Commenting on operating for the first five months of this year, Lader (pictured) said: “2004 is certainly proving to be a better year than 2003, with the so-called quadrennial factors improving growth prospects.
He added: “The European Football Championships, the Athens Olympics, American political advertising and the US presidential elections all add up to a better climate for advertising and marketing services expenditure.”
As well as the US, Asia Pacific remains strong across the board, with recovery in Japan and China, despite previous fears of over-heating. Latin America, driven by Argentina, is also showing signs of significant recovery said the statement.
In contrast however, conditions in Western Europe remain difficult for France, Germany, the UK, Scandinavia, Benelux, Portugal, Greece and Turkey. While things looked more promising for Eastern European countries, including Russia and the CIS, who are performing better than expected.
Worldwide revenues were up nearly 6% for the period January to May 2004, with the UK growing by over 12%, North America up 10%, while Continental Europe grew by 8%. The largest growth over the five month period came from Asia Pacific, Latin America, Africa and the Middle East, who were up over 30%.
Health care and specialists communications experienced the largest growth over the period, up by nearly 19%, followed by advertising and media investment management which was up over 14%. The sector most affected by the recession, public relations and public affairs, finally started to pick up and grew by 7%.

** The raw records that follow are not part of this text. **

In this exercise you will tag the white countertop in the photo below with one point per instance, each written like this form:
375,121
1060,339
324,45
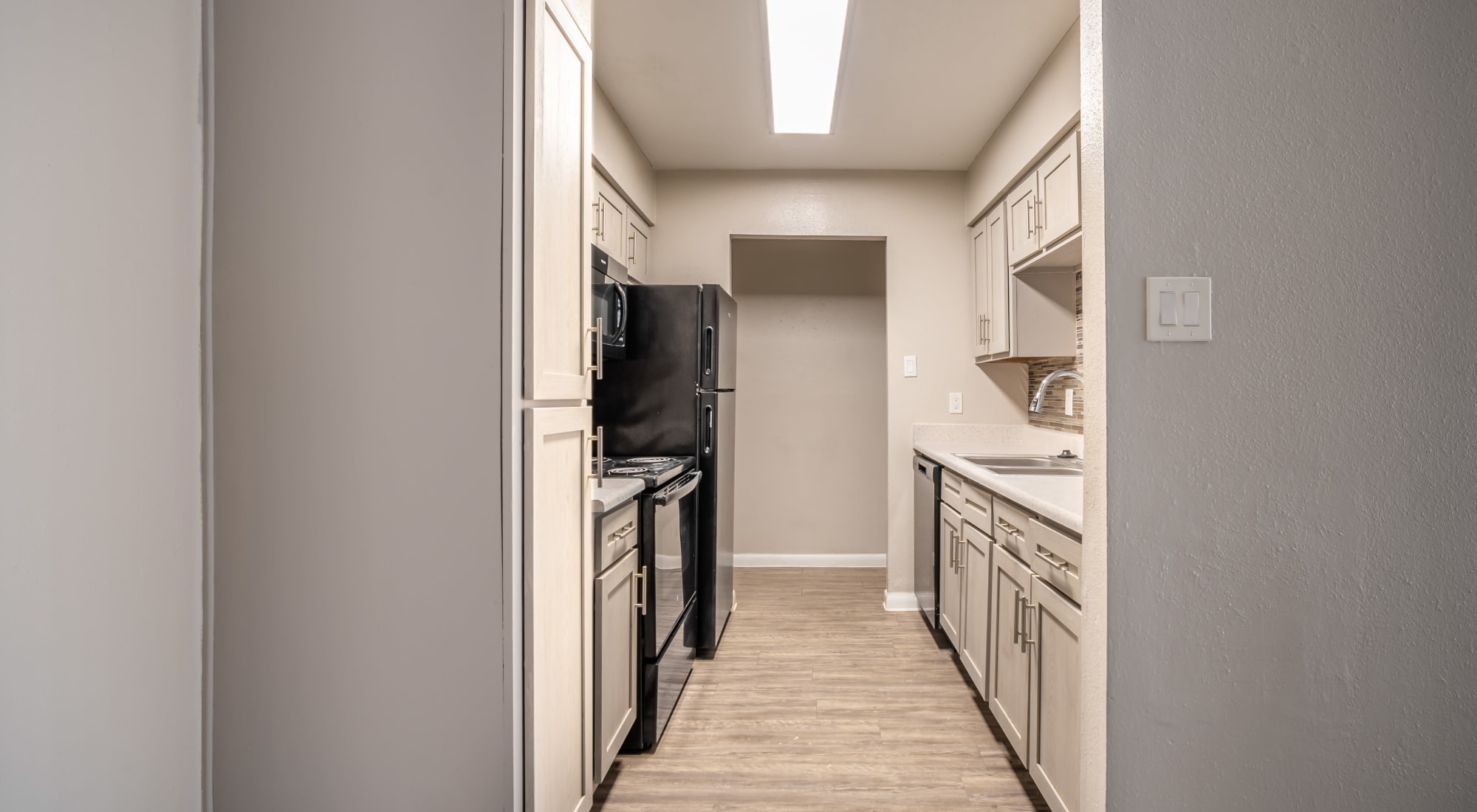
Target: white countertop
1058,500
615,492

Lader said: “Media investment management continues to be the most buoyant part of the business, along with direct interactive, internet and healthcare activities. While brand advertising continues to grow, along with information, insight & consultancy and branding & identity.”
The Group’s operating companies improved productivity during the first five months of 2004, average headcount was down over 2% while revenue per head was up over 4%. Operating margins were ahead of budget, which targeted a full year improvement of 0.8 of a margin point, in line with the Group’s target of 13.8.
The financial strategy of the Group continues to be a focus, with three main objectives in mind; increasing operating profit by 10%-15% per annum, increasing operating margins by up to 1.0 margin points or more per annum and reducing staff cost to revenue ratios by up to 0.6 margin points per annum.